Se tiene que saber mirar, si se quiere detectar la emoción del hallazgo. Mirar no ha sido nunca un acto mecánico, ni siquiera cuando se hace con distracción. Se puede mirar con mayor o menor intencionalidad, con mayor o menor atención, con la capacidad de percepción más o menos focalizada, pero incluso la mirada perdida busca algo.
La forma de un nube, el vuelo momentáneamene detenido de un pájaro, el rayo de luz sobre un punto del paisaje, el brillo manso de la luna llena no siempre alcanzan la cantidad de emoción que ofrece el paso de una persona desconocida movida por el temblor de realidad que contiene. No se trata de clichés de estilo, de forma novelesca trazada sobre el terreno ni de la sonrisa de los dioses. Se trata del principio activo, libre e imprevisto de la belleza viva, en movimiento, aleatoria a la hora de materializarse de ese modo.

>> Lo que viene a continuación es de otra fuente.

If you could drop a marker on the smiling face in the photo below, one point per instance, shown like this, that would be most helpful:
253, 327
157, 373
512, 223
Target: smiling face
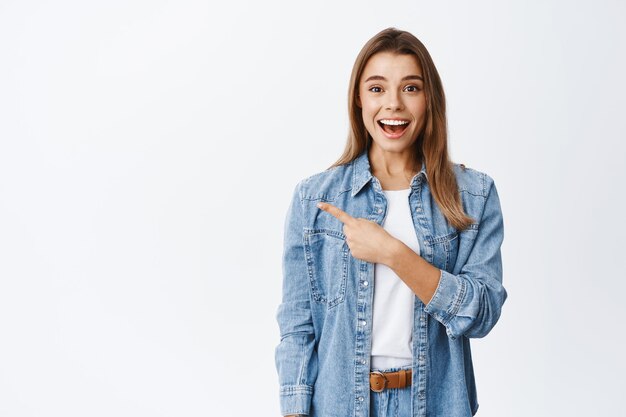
392, 100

Me gustaría entender la belleza, no solo percibirla. Intuyo que hace emerger del alma de nuestras ilusiones una verdad secreta sobre nosotros mismos,. Sin embargo suele ser al mismo tiempo la manifestación más tangible y reiterada de nuestra incapacidad para definirla y, menos aun, corporizarnos a su lado más allá del instante afortunado de un beso robado, sin llegar casi nunca a “dormir nonchalamment à l’ombre de ses seins”, como la giganta de Baudelaire. (Foto Quim Curbet)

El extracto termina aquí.